Há mais um detalhe significativo a comentar. Todos os longas anteriores de Kleber Mendonça Filho terminam com uma catarse que traduz um acerto de contas mais ou menos violento (mais violento em Bacurau, menos em Aquarius). Em O agente secreto essa catarse vem bem antes do fim, na cena em que Marcelo e sua mulher (Alice Carvalho) reagem à arrogância xenófoba e machista do grande empresário e seu filho num restaurante do Recife.
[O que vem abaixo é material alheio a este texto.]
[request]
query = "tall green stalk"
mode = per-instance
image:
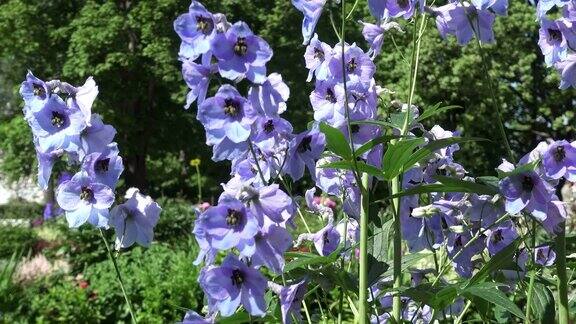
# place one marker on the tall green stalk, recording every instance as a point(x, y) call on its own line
point(563, 311)
point(119, 277)
point(396, 182)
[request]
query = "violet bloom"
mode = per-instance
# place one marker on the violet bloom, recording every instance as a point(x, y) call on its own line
point(56, 126)
point(234, 283)
point(567, 69)
point(227, 118)
point(270, 97)
point(544, 256)
point(35, 93)
point(500, 237)
point(544, 6)
point(228, 224)
point(317, 56)
point(106, 166)
point(552, 43)
point(85, 200)
point(555, 217)
point(304, 150)
point(312, 10)
point(525, 191)
point(291, 298)
point(327, 100)
point(197, 77)
point(134, 220)
point(464, 21)
point(196, 29)
point(97, 137)
point(559, 161)
point(240, 53)
point(359, 67)
point(270, 244)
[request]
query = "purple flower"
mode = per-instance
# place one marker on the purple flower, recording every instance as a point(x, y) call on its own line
point(552, 43)
point(106, 166)
point(228, 225)
point(270, 97)
point(304, 150)
point(525, 191)
point(197, 77)
point(134, 220)
point(559, 161)
point(317, 56)
point(544, 256)
point(555, 217)
point(567, 69)
point(85, 200)
point(312, 9)
point(96, 137)
point(270, 244)
point(500, 237)
point(227, 118)
point(240, 53)
point(290, 300)
point(359, 67)
point(327, 100)
point(35, 93)
point(196, 29)
point(234, 283)
point(56, 126)
point(464, 21)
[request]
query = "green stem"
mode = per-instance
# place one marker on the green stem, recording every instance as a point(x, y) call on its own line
point(563, 311)
point(118, 276)
point(199, 180)
point(363, 290)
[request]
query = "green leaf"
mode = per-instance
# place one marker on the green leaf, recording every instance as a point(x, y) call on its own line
point(397, 155)
point(407, 262)
point(336, 141)
point(371, 143)
point(543, 305)
point(345, 165)
point(433, 146)
point(435, 110)
point(448, 184)
point(497, 262)
point(490, 293)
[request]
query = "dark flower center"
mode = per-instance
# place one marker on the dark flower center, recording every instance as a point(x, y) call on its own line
point(241, 48)
point(231, 107)
point(325, 238)
point(527, 183)
point(305, 144)
point(318, 53)
point(204, 25)
point(269, 126)
point(560, 154)
point(352, 65)
point(234, 217)
point(86, 194)
point(330, 96)
point(237, 277)
point(39, 90)
point(497, 237)
point(102, 165)
point(554, 35)
point(57, 119)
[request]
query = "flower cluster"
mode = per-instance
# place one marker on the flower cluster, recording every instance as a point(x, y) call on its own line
point(558, 39)
point(63, 127)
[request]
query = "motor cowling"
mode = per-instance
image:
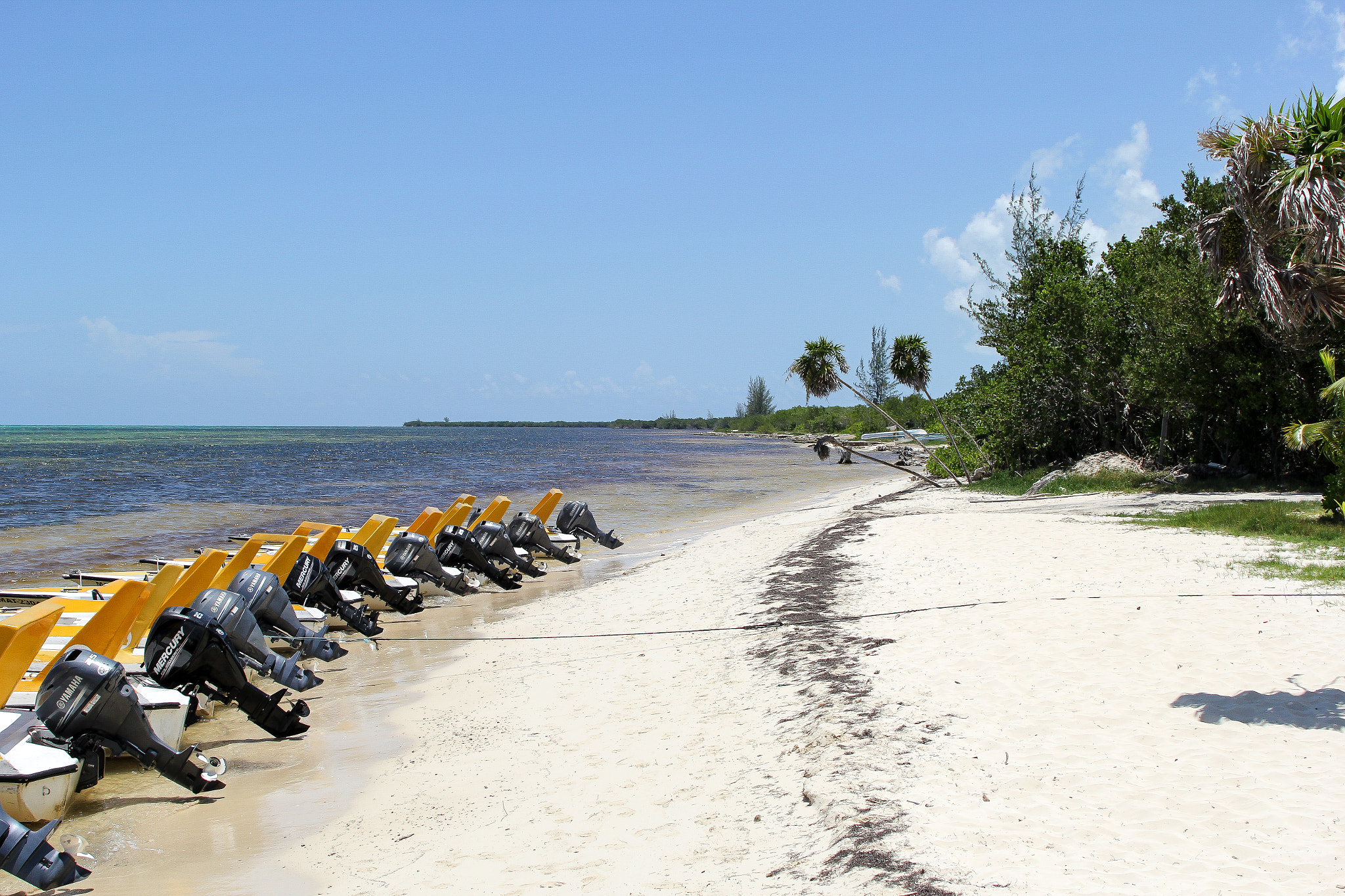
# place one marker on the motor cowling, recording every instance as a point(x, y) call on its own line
point(315, 587)
point(455, 547)
point(494, 542)
point(412, 557)
point(88, 700)
point(229, 612)
point(269, 603)
point(575, 517)
point(526, 531)
point(187, 651)
point(27, 855)
point(354, 568)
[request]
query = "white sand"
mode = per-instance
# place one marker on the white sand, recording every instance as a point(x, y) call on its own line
point(1025, 747)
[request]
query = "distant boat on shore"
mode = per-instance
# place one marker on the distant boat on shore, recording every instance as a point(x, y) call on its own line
point(923, 437)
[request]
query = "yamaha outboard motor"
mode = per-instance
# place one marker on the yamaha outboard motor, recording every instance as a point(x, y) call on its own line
point(29, 856)
point(494, 542)
point(455, 545)
point(314, 586)
point(271, 606)
point(412, 557)
point(527, 532)
point(88, 700)
point(229, 612)
point(186, 649)
point(575, 517)
point(355, 568)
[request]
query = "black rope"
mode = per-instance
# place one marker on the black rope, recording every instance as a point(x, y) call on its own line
point(782, 624)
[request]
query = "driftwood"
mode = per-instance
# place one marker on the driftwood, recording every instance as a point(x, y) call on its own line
point(824, 452)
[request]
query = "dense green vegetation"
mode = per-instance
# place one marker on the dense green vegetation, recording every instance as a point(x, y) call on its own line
point(1097, 355)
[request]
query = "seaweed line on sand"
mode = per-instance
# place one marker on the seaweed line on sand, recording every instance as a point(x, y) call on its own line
point(826, 661)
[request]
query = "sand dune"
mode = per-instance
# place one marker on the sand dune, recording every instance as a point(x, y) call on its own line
point(1079, 730)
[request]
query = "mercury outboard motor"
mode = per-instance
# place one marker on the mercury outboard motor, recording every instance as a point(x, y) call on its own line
point(576, 517)
point(412, 557)
point(314, 586)
point(186, 649)
point(355, 568)
point(455, 545)
point(229, 612)
point(494, 542)
point(527, 532)
point(271, 606)
point(88, 700)
point(27, 855)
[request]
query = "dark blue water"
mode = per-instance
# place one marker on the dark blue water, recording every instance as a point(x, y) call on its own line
point(89, 496)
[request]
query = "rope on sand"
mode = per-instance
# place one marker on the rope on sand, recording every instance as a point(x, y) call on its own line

A coda ou epílogo nos dias atuais, em que o mesmo Wagner Moura encarna o agora adulto filho de Marcelo, não apenas reforça a ideia de que certas constantes político-sociais seguem em curso em nosso tempo, mas também conecta a cena final ao documentário Retratos fantasmas e conclui a homenagem ao próprio cinema que perpassa todo o filme, com referências a TubarãoA profeciaOs trapalhõesDona Flor e uma porção de outras produções da época. Não é por acaso que o sogro de Marcelo (Carlos Francisco) é projecionista do venerável Cine São Luiz.

Com O agente secreto, Kleber Mendonça Filho demonstra que chegou à plena maturidade artística sem perder uma certa picardia juvenil, equilibrando erudição cinematográfica, contundência política e apreço pelo cinema B de entretenimento. Não é literatura, não é teatro, não é ensaio sociológico nem tampouco libelo político, embora possa ter um pouco de tudo isso. Para usar a expressão de Rogério Sganzerla, é “um filme de cinema”.